C’est la « Rentrée en Images » proposée par les Rencontres depuis 13 ans : 10 000 élèves, de la maternelle jusqu’à la terminale, issus de neuf académies, bénéficient de parcours personnalisés, mêlant visites d’expositions, projections et ateliers. C’est aussi le jeu « Pause photo prose », dédié à la lecture de l'image, pour aiguiser l’œil et l’esprit critique, construit, en concertation avec les professionnels de la photographie, de la formation et de l’animation.
Les Rencontres nous permettent à la fois de faire connaissance avec la jeune création, notamment grâce aux prix, mais aussi de retrouver des maîtres.
Permettez-moi à ce moment de mon intervention de rappeler la mémoire de l’artiste franco-marocaine Leila Alaoui, morte à l’âge de 33 ans dans l’attaque du café Capuccino à Ouagadougou, cible d’un commando djihadiste, en janvier de cette année.
Son travail avait a été exposé aux Rencontres en 2011 ; en début d’année, elle était à l’honneur à la Maison européenne de la photographie, au moment de la Première biennale de la photographie arabe, à Paris.
Ses images, son regard, nous manquent.
Je pense aux risques que courent les photographes qui illuminent le monde, à Camille Lepage, ceux qui nous montrent les carnages comme hier à Bagdad, alors que parfois nous n’en faisons rien.
Nous manquent aussi les regards et plumes acérés de Charlie Hebdo assassinés en janvier 2015 et nous découvrirons ici le bel hommage qui leur est rendu, en donnant à voir des photomontages originaux qui firent les grandes heures des couvertures de Hara Kiri.
Le ministère de la Culture et de la Communication a parfois peiné à répondre aux attentes multiples du secteur de la photographie, traité quelque peu de façon morcelée par son administration.
Depuis la mise en place, en 2010, de la Mission pour la photographie, la complexité des enjeux a été mieux cernée.
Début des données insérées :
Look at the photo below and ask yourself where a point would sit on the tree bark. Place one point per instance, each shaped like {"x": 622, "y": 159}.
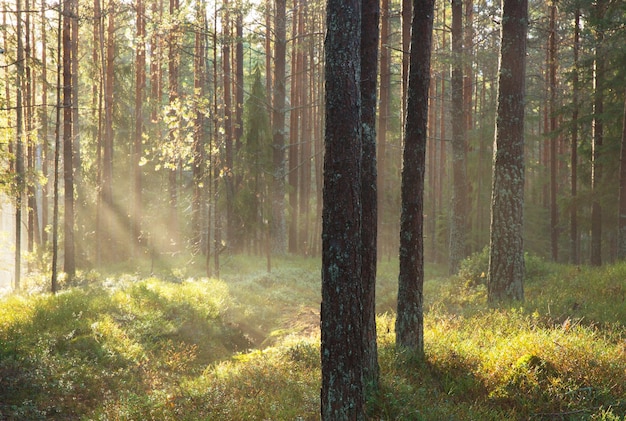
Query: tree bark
{"x": 552, "y": 62}
{"x": 410, "y": 312}
{"x": 277, "y": 224}
{"x": 342, "y": 396}
{"x": 459, "y": 147}
{"x": 506, "y": 258}
{"x": 69, "y": 264}
{"x": 19, "y": 146}
{"x": 370, "y": 15}
{"x": 598, "y": 139}
{"x": 140, "y": 85}
{"x": 574, "y": 236}
{"x": 383, "y": 119}
{"x": 621, "y": 241}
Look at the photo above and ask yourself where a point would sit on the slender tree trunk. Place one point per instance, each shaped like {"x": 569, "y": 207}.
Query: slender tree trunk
{"x": 45, "y": 188}
{"x": 19, "y": 146}
{"x": 459, "y": 147}
{"x": 57, "y": 147}
{"x": 238, "y": 129}
{"x": 199, "y": 159}
{"x": 383, "y": 119}
{"x": 410, "y": 313}
{"x": 28, "y": 100}
{"x": 598, "y": 139}
{"x": 294, "y": 120}
{"x": 278, "y": 228}
{"x": 506, "y": 258}
{"x": 574, "y": 236}
{"x": 228, "y": 124}
{"x": 406, "y": 13}
{"x": 69, "y": 258}
{"x": 140, "y": 86}
{"x": 174, "y": 131}
{"x": 306, "y": 130}
{"x": 552, "y": 61}
{"x": 621, "y": 242}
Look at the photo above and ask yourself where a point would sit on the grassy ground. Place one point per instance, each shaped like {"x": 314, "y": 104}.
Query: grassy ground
{"x": 174, "y": 346}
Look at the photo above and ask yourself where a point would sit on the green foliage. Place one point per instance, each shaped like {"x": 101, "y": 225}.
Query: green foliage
{"x": 247, "y": 347}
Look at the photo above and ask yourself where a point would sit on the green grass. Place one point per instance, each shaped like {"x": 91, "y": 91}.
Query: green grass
{"x": 165, "y": 343}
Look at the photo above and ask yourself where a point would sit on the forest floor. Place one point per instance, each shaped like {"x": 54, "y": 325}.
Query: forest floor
{"x": 174, "y": 345}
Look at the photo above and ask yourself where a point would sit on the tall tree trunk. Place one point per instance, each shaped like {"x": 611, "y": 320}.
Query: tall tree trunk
{"x": 406, "y": 13}
{"x": 199, "y": 159}
{"x": 306, "y": 130}
{"x": 384, "y": 111}
{"x": 57, "y": 147}
{"x": 69, "y": 263}
{"x": 506, "y": 258}
{"x": 19, "y": 146}
{"x": 598, "y": 139}
{"x": 294, "y": 131}
{"x": 136, "y": 213}
{"x": 410, "y": 313}
{"x": 621, "y": 242}
{"x": 43, "y": 117}
{"x": 552, "y": 62}
{"x": 342, "y": 396}
{"x": 370, "y": 16}
{"x": 278, "y": 229}
{"x": 28, "y": 99}
{"x": 238, "y": 129}
{"x": 459, "y": 147}
{"x": 228, "y": 124}
{"x": 574, "y": 236}
{"x": 174, "y": 131}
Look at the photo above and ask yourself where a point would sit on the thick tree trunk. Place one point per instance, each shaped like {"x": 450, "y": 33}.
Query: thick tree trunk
{"x": 506, "y": 259}
{"x": 369, "y": 54}
{"x": 342, "y": 396}
{"x": 410, "y": 313}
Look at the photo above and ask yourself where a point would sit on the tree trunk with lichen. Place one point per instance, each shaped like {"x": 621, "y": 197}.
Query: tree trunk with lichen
{"x": 459, "y": 148}
{"x": 410, "y": 313}
{"x": 506, "y": 259}
{"x": 342, "y": 395}
{"x": 369, "y": 62}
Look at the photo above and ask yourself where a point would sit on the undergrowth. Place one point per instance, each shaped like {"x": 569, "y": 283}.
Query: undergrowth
{"x": 170, "y": 345}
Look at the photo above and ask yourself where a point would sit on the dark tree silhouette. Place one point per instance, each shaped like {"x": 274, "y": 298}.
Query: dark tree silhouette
{"x": 342, "y": 305}
{"x": 506, "y": 259}
{"x": 410, "y": 317}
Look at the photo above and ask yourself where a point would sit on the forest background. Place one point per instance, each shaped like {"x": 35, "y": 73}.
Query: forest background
{"x": 198, "y": 127}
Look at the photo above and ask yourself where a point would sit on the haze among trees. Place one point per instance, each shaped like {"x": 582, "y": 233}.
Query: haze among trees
{"x": 352, "y": 133}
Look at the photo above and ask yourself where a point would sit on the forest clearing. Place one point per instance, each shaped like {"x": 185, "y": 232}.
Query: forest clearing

Des avancées ont été faites, notamment avec la création du portail ARAGO qui a permis la mise en ligne de collections photographiques conservées en France et désormais en accès direct.
Le Centre national des arts plastiques gère un fonds d’avance remboursable dédié à la photographie documentaire et réalise des achats d’œuvres qui intègrent la collection nationale (environ 12.000 œuvres).
Il contribue aussi à la diffusion de la photographie par l’organisation d’expositions comme celle que nous pouvons voir à l’Ecole nationale supérieure de la photographie durant les Rencontres.
Mais nous devons aller plus loin et redéfinir certains des axes de travail de la Mission pour la photographie.
J’ai demandé à Sophie Léron, que certains d’entre vous connaissent bien ici à Arles, de prendre en main, à l’automne, cette nouvelle Mission pour la photographie.
Nous allons lancer la constitution d’un « Parlement des photographes », pour réunir la diversité des approches photographiques, faciliter la circulation de l’information et donner un espace de dialogue au monde de la photographie qui en a besoin.
Cette instance de débats avait été annoncée et attendue, j’ai le plaisir de vous confirmer qu’une première réunion du Parlement des photographes se tiendra cet automne, à Paris.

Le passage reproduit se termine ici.